Question: at the moment, what other "ASIC-hard" PoW chains are out there that people hashing for Monero could switch to? How big/profitable are those chains?
ddadybayo
ddadybayo12.8. klo 18.24
Ledger’s CTO claims sustaining the alleged 51% attack on Monero via Qubic costs $75M/day. Off by about three orders of magnitude. Monero’s actual daily security budget is simple to calculate: - Tail emission of 0.6 XMR per block - 720 blocks per day (2-minute intervals) - XMR ≈ $253 That’s ~$109K/day - the total paid to all miners. This is the true economic incentive securing the network. Qubic isn’t buying $75M/day worth of hardware or cloud compute. They’re just subsidizing existing Monero miners with their $QUBIC token, luring them into the pool during “idle” compute time.
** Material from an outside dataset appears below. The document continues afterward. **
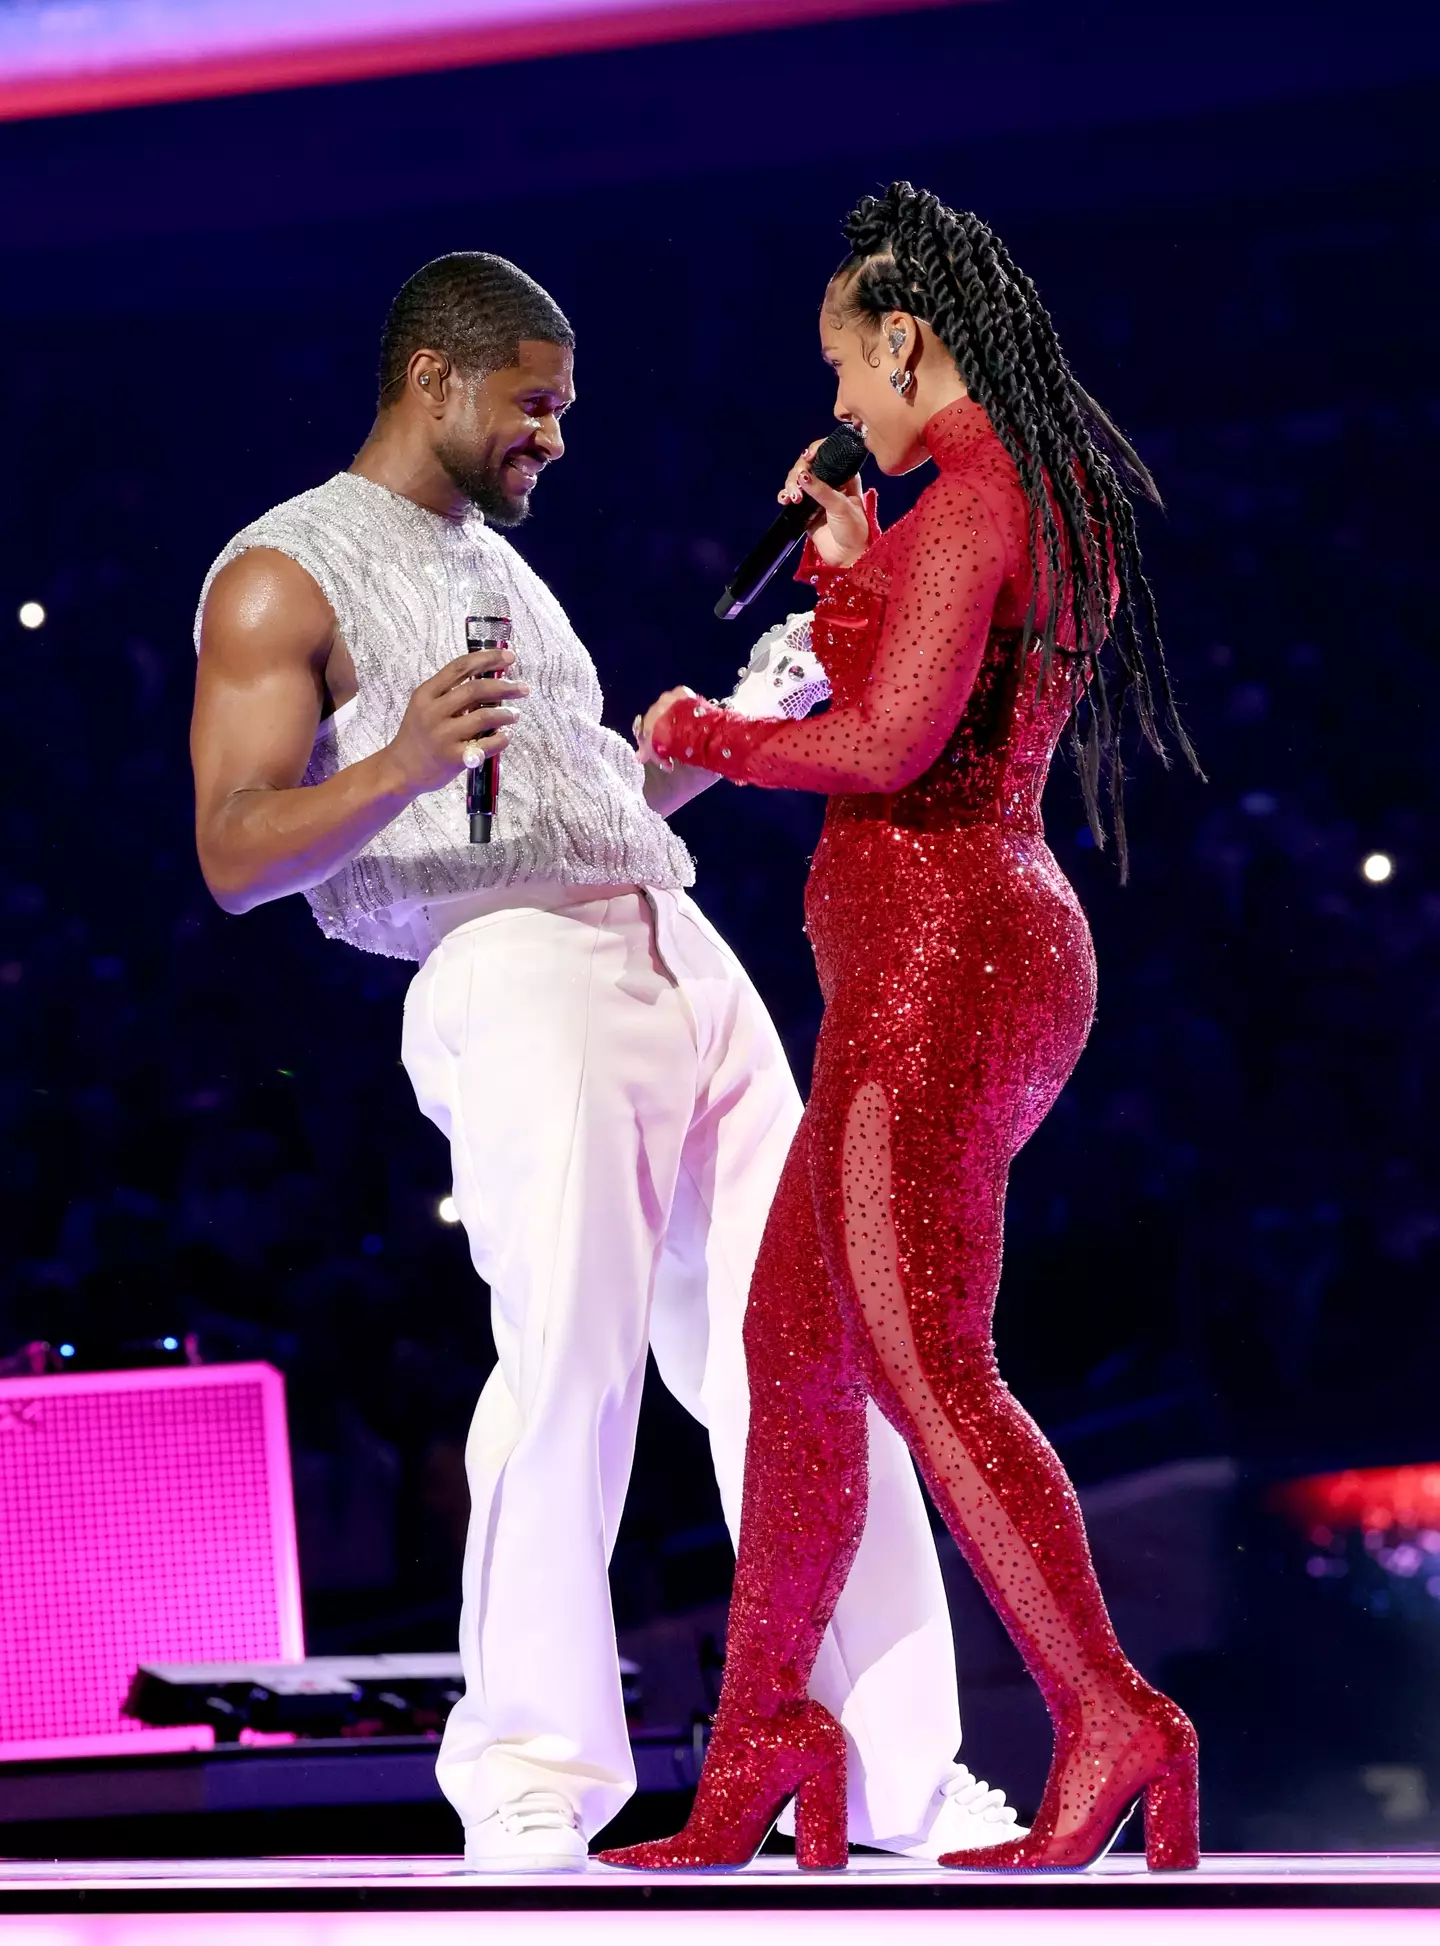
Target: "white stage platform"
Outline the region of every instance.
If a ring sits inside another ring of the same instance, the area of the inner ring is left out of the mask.
[[[0,1835],[3,1843],[3,1835]],[[1440,1940],[1440,1854],[1208,1857],[1151,1875],[941,1872],[857,1856],[742,1872],[481,1878],[453,1858],[0,1860],[0,1946],[1362,1946]]]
I’ve run the numbers myself - they can sustain dominance for as little as $7K–$10K/day, nowhere near the inflated $75M figure. Attacks like this expose a core vulnerability in smaller PoW networks: it’s not always about brute force hashrate sometimes you just need to pay miners more than the chain does. And if Ledger’s CTO is off by three orders of magnitude on something as basic as Monero’s security budget… I shudder to think what bugs we’d find if we audited their elliptic curve implementation.